First, Paul realistically addresses the situation. Demas has deserted him. Other friends and co-workers have been called away on kingdom business. Paul must have been cold and bored in prison, because he asks Timothy to bring him his cloak and some reading materials. He points out that a man named Alexander had done him a great deal of harm. Paul lists here a number of situations that have caused him to be discouraged. He did not try to paint a rosy picture. So the first thing you need to do when you are feeling lonely and discouraged is to plainly lay out the truth. However, we can’t just wallow in self-pity. Paul also gives us some ideas about how to cope with feelings of despondency.
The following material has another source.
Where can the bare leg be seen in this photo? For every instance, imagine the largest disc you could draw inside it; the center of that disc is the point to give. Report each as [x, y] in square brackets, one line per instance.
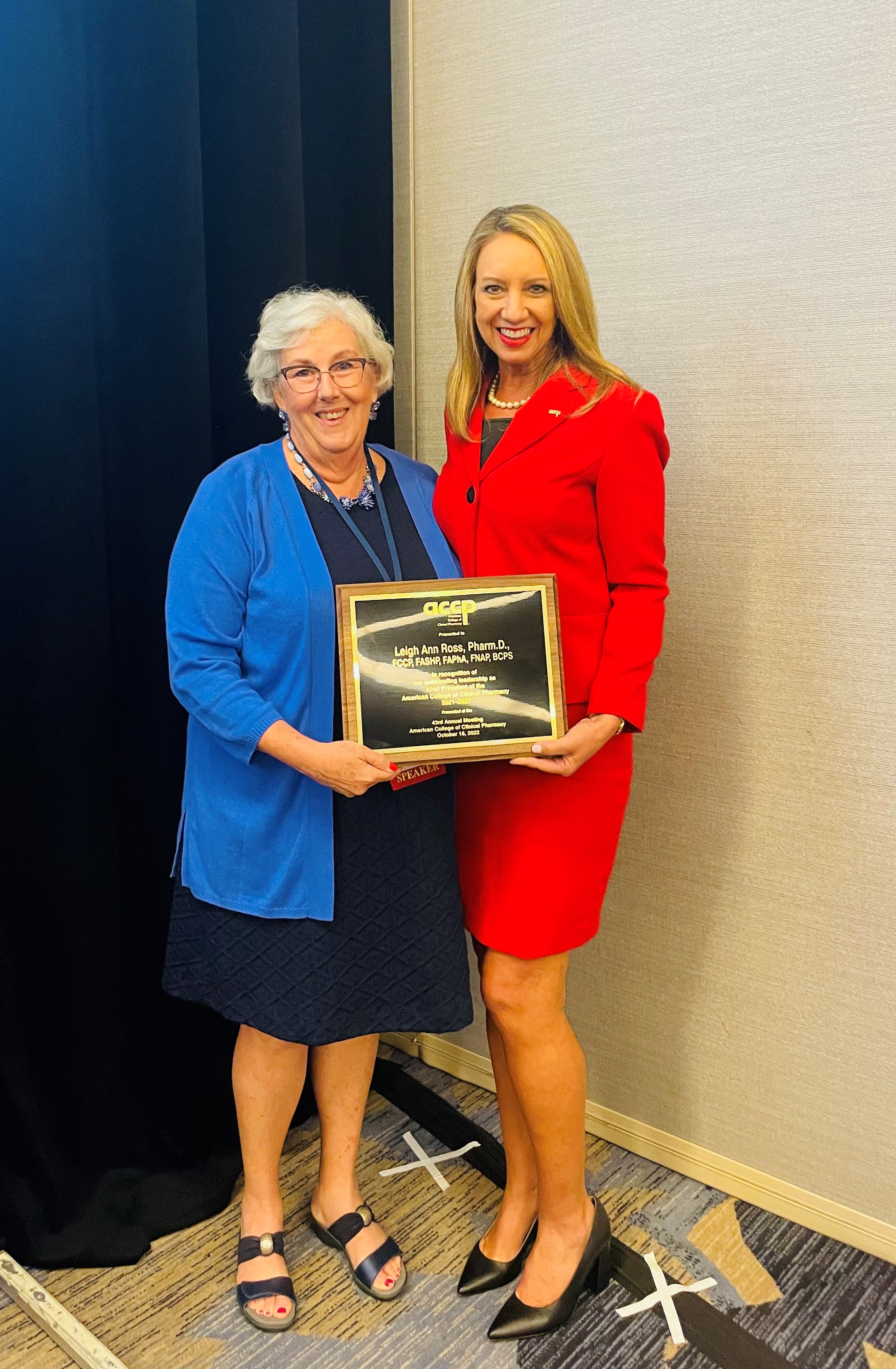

He starts out in v.9 by asking Timothy to come to him as quickly as possible. Don’t wait for others to come and alleviate your loneliness. Reach out to them. Tell someone that you would greatly appreciate a visit from them.
Secondly, Paul points out that he is not completely alone. Luke is with him. When we are feeling down we tend to overlook the good things and good people that we do have in our lives. It is good medicine to be thankful for the ones who are involved in our lives and are very helpful to us.
Then Paul shows a spirit of forgiveness. He asks Timothy to bring Mark with him, because he had been helpful in his ministry. Paul had earlier been down on Mark because he had bailed out on a missionary journey. However, Paul later was willing to give Mark a second chance. We must never underestimate the value of forgiveness in maintaining our mental well-being.
Then Paul asks for some creature comforts. Perhaps he was not given time to gather his belongings before he was whisked away to prison. In any case, he asks Timothy to bring his cloak and his reading material. Wearing the cloak would help ease the misery of a cold, dreary prison cell. Reading the scrolls and parchments would help take his mind off of his current situation. I don’t think that it is too much of a stretch to say that perhaps the best thing we could do when we are feeling down is to wrap up in a warm comforter (hot beverage is optional, but recommended!) and enjoy some of our favorite reading material.
Finally, Paul shows that he is placing his full trust in God. Even though Alexander had done him a great deal of harm, he does not suggest any kind of payback. Instead he says that the Lord will repay him for his treachery. Paul then credits the Lord for standing by his side and giving him strength. He closes out this section of Scripture in v.18 with this powerful declaration of trust—“The Lord will rescue me from every evil attack and will bring me safely to his heavenly kingdom. To him be glory for ever and ever. Amen.”
That’s the biggest key to getting through a time of loneliness and discouragement—trust that the Lord will see you through anything you have to face in life. And trust that he will bring you safely into his heavenly kingdom as well!
This, Tom, is a very good post. I was thinking along the same lines about not hiding feelings. Jesus didn’t. Either did Old Testament writers (ex. Psalms and Jeremiah). I also was thinking about safe people to share them with as part of way to move pass them (not “wallow” in them) along with a few other things similar to what you wrote… So, thank you for sharing your thoughts.
You are welcome, Cassie. Happy New Year to you and your family.